I’m such a big fan of this project. We’ve connected on this topic of childbearing, and on the purification of what it means to devote our lives to others.
— Catherine Ruth Pakaluk, Director of Political Economy and Associate Professor at the Busch School of Business at the Catholic University Of America, Author of Hannah's Children: The Women Quietly Defying The Birth Dearth.
A brown dog resting on a couch with a yellow pillow, looking at the camera.
Close-up of a brown dog with a white patch on chest, outdoors with blurry trees in background.
A brown dog with a white chest licking its nose with its tongue, outdoors with green trees in the background.

Why am I giving my book away for free?

I’ve been a writer my whole life, but this book—The Gospel of Zip—is different. It’s about my dog, Zip. It’s about my fifty-six-year relationship with my wife, Genie. It’s about what I’ve learned really matters: love, caregiving, family, friendship. In a world that feels more divided than ever, I wanted to offer something honest and healing. That’s why I’m not just selling this book. I’m giving it away for free.

For the last seven years, I’ve poured myself into this project. I’ve recorded the entire book aloud and made it available as a free video series on YouTube beginning November 1, 2025. No strings attached. No catch. Not because I don’t value my work, but because I value the message even more. At seventy-three, I don’t need to chase a publisher’s advance or turn this into a fundraising campaign. What I want most is to share what I’ve discovered: that the secret to surviving hard times—Trump years, culture wars, political dysfunction—is the same secret that has kept Genie and me together for over half a century. Love. Care. Community.
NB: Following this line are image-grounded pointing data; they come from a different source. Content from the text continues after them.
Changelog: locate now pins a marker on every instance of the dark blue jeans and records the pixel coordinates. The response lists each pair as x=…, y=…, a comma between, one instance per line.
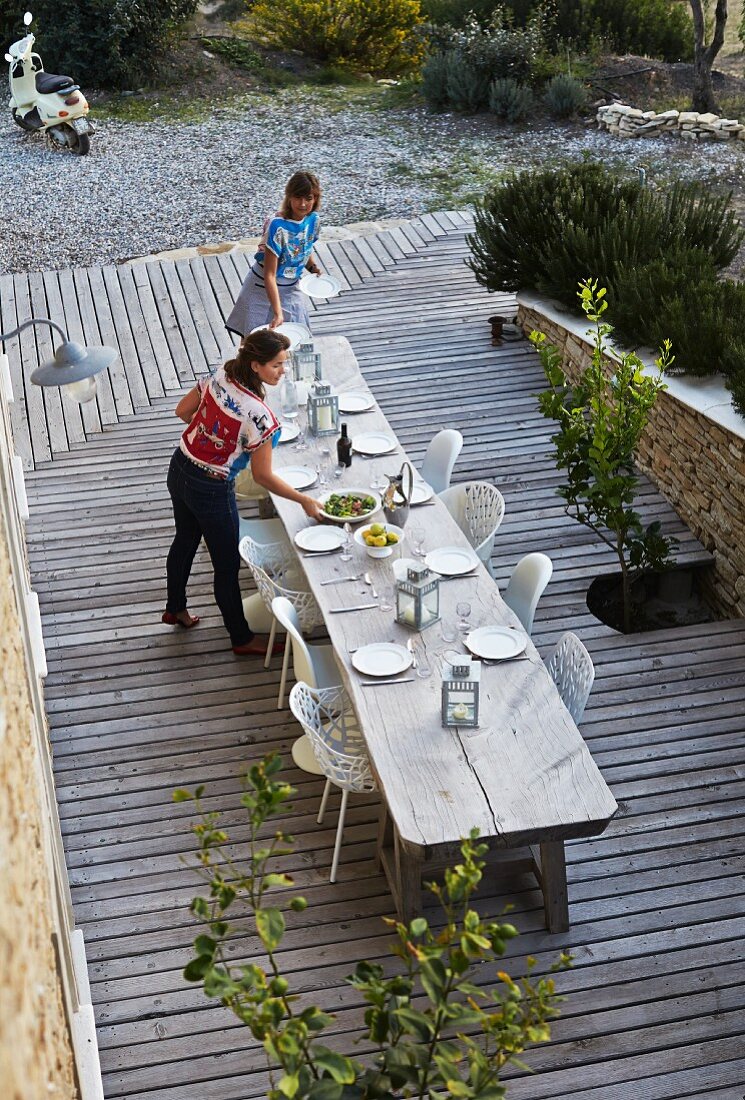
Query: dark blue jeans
x=205, y=507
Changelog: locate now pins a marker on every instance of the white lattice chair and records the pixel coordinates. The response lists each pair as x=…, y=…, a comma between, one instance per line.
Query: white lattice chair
x=478, y=508
x=330, y=724
x=526, y=585
x=440, y=458
x=572, y=671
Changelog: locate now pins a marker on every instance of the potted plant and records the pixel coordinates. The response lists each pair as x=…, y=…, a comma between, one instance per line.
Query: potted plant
x=435, y=1031
x=600, y=420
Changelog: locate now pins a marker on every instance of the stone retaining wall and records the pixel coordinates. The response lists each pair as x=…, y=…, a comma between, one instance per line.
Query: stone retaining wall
x=631, y=122
x=35, y=1051
x=698, y=463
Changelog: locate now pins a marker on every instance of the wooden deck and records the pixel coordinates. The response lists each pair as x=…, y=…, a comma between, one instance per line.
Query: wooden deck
x=655, y=1001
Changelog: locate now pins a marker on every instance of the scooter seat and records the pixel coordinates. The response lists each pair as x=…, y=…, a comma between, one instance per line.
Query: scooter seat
x=47, y=83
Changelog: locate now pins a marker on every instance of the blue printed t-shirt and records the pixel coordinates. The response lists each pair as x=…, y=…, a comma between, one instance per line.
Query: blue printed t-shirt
x=228, y=427
x=292, y=243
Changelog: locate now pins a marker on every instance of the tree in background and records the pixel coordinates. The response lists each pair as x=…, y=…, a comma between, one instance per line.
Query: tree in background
x=704, y=53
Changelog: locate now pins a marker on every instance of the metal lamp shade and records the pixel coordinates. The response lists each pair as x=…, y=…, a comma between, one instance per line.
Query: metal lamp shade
x=73, y=363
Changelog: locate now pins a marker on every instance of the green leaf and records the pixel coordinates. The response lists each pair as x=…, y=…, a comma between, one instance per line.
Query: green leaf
x=270, y=926
x=336, y=1065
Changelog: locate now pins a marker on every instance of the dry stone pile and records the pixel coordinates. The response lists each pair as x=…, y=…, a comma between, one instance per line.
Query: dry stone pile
x=632, y=122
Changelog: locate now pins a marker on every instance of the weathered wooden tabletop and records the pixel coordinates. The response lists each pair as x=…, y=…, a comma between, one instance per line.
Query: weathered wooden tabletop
x=525, y=774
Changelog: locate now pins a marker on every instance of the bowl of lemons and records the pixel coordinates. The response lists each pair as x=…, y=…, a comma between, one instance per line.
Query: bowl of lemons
x=379, y=539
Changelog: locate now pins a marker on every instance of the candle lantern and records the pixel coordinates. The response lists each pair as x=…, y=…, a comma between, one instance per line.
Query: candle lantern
x=306, y=364
x=418, y=597
x=461, y=678
x=322, y=410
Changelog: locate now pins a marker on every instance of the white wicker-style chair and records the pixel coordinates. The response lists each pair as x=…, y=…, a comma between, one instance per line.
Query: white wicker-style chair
x=478, y=508
x=526, y=585
x=572, y=671
x=315, y=664
x=440, y=458
x=330, y=724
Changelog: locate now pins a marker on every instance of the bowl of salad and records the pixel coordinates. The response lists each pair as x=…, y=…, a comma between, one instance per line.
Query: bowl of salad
x=350, y=505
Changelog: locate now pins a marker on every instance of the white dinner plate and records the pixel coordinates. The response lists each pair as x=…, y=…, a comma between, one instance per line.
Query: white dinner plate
x=373, y=442
x=381, y=659
x=355, y=402
x=289, y=431
x=420, y=493
x=299, y=477
x=319, y=538
x=319, y=286
x=295, y=332
x=342, y=491
x=451, y=561
x=496, y=642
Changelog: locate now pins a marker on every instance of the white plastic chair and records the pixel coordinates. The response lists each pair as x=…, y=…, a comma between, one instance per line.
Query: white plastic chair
x=478, y=508
x=440, y=458
x=572, y=671
x=526, y=585
x=314, y=664
x=330, y=724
Or, as I put it in the book, “the survival of the friendliest.”

We live in an era of echo chambers and algorithms that divide us. But history—and even a dog like Zip—teaches us something better. People have endured far darker times than these by leaning into cooperation, connection, and kindness. That’s the lesson Zip lives out every day: greeting everyone as a friend, finding common ground where I might not, reminding me that forgiveness and joy are more powerful than resentment. If we can learn to live that way ourselves, there’s no need to stay trapped in bitterness or fear.

So I’m giving The Gospel of Zip away freely because I believe its message belongs to everyone. You don’t have to buy into one ideology or another. You don’t have to agree with me on politics. What unites us is more important: our shared humanity, our longing for love, our need for friendship. Loneliness is deadly. Connection saves lives. If my book can help even a few people rediscover those truths, then every hour I’ve spent on it has been worthwhile.

This is my answer to Donald Trump, to division, to despair. It isn’t hate—it’s love. It isn’t ideology—it’s humanity. That’s why The Gospel of Zip is free. Because the best things in life always are.